Nicht nur aus Prozess- und Technik-Sicht gibt es Kronjuwelen. Es gibt auch Kronjuwelen auf den zweiten Blick. Damit sind Systeme und Ressourcen gemeint, die maßgeblich an sehr vielen Arbeitsschritten im Unternehmen beteiligt sind und deren Ausfall folglich einen vergleichsweise hohen Impact hätten, auch, wenn die Tätigkeit die sie umsetzen, ggfs. von geringerer Priorität für uns ist. Deshalb kann es sinnvoll sein, die Liste der wichtigen Komponenten und Stellen im Unternehmen immer wieder zu hinterfragen.
Wie wichtig sind Sie?
Wenn wir wissen, welche Assets und Rollen zu unseren Kronjuwelen zählen, dann stellen wir uns als nächstes die Frage nach der Relevanz. Nicht alles im Unternehmen kann gleich wichtig sein und aus der Informations-Sicherheits-Perspektive tun wir uns einen Gefallen, wenn wir zur Priorisierung in der Lage sind. Dabei kommt es bei der Einschätzung der Priorität auf die Sichtweise an. Für die IT haben Systeme eine andere Priorität als für die Fachabteilung, die den Geschäftsprozess damit abwickelt. Es kann deshalb zu sehr unterschiedlichen Einschätzungen kommen und es sollte vorher klar sein, was mit diesen Einschätzungen passiert. Natürlich könnte man die Anzahl der Einschätzungen einfach über einen Mittelwert normalisieren, doch das würde die Priorität gänzlich verfälschen.
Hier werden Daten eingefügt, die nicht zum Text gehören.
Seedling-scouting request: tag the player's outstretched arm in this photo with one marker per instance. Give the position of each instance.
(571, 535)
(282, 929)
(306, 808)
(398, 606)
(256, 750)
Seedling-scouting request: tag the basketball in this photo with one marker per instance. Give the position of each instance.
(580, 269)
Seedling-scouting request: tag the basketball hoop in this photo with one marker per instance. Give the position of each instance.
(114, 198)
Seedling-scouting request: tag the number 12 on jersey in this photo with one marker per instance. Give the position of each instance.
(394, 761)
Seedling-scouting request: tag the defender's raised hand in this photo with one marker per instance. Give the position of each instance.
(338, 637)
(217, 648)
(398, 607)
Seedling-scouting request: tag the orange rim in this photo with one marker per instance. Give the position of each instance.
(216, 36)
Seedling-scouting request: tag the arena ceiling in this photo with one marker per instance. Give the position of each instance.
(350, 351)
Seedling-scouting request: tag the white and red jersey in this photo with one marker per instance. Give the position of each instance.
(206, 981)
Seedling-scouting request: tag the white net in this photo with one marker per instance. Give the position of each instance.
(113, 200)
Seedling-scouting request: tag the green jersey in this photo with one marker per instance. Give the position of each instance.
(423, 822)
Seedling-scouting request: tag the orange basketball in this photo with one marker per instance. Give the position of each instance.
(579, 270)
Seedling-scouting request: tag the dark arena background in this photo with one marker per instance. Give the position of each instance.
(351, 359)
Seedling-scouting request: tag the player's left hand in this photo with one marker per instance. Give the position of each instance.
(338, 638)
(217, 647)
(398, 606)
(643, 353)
Als Zwischenschritt könnte man die einzelnen Prioritäten über einen Faktor gewichten. Oder man bildet für die Assets mehrere Prioritäten ab und arbeitet damit weiter.
Warum tun wir das?
Eine hilfreiche Frage, wenn wir uns im Bereich der Informations-Sicherheit bewegen, ist die Frage nach dem warum. Warum suchen wir nach Kronjuwelen? Weil wir im Risikomanagement mit wichtigeren Assets anders verfahren wollen, andere Maßnahmen treffen oder die gleichen nur zu einem früheren Zeitpunkt. Es geht also gar nicht darum, möglichst komplexe Ansätze zu finden, sondern darum so komplex wie nötig zu arbeiten, um den Anforderungen an das Risikomanagement gerecht zu werden.
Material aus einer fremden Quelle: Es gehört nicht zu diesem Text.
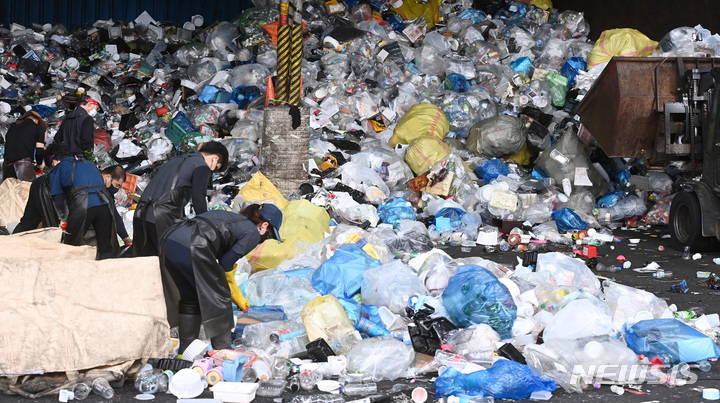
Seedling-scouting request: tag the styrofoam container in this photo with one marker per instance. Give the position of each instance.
(234, 392)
Dabei kann es uns helfen, wenn wir Informationen wie Geschäftsprozesse, Netzwerkpläne und andere, für uns wichtige Einflussgrößen in eine gemeinsame Ansicht bringen, eine Visualisierung, die uns die aktuelle Situation verdeutlicht, in der wir uns befinden. Von einem Bild weg in die Zukunft oder in auf bestimmte Szenarien denken, fällt vielen Menschen leichter, als die textuelle Sachlage zu verarbeiten.
Fazit
Es gibt weder im Risikomanagement noch in der Informations-Sicherheit “den einen” richtigen Ansatz, mit dem man es machen sollte und der von vorne herein Erfolg bei der Umsetzung verspricht. Ob man Kronjuwelen für das Unternehmen ableitet oder in Geschäftsprozessen denkt. Ob man von den Auswirkungen auf Risiken schließt oder aus dem Bauch und dem gesunden Menschenverstand heraus. All das kann funktionieren oder es kann nur zu einem Teilerfolg führen. Wichtig ist, dass man das warum nicht aus den Augen verliert und den wichtigen Kernfragen zuarbeitet, die einem im Risikomanagement begleiten.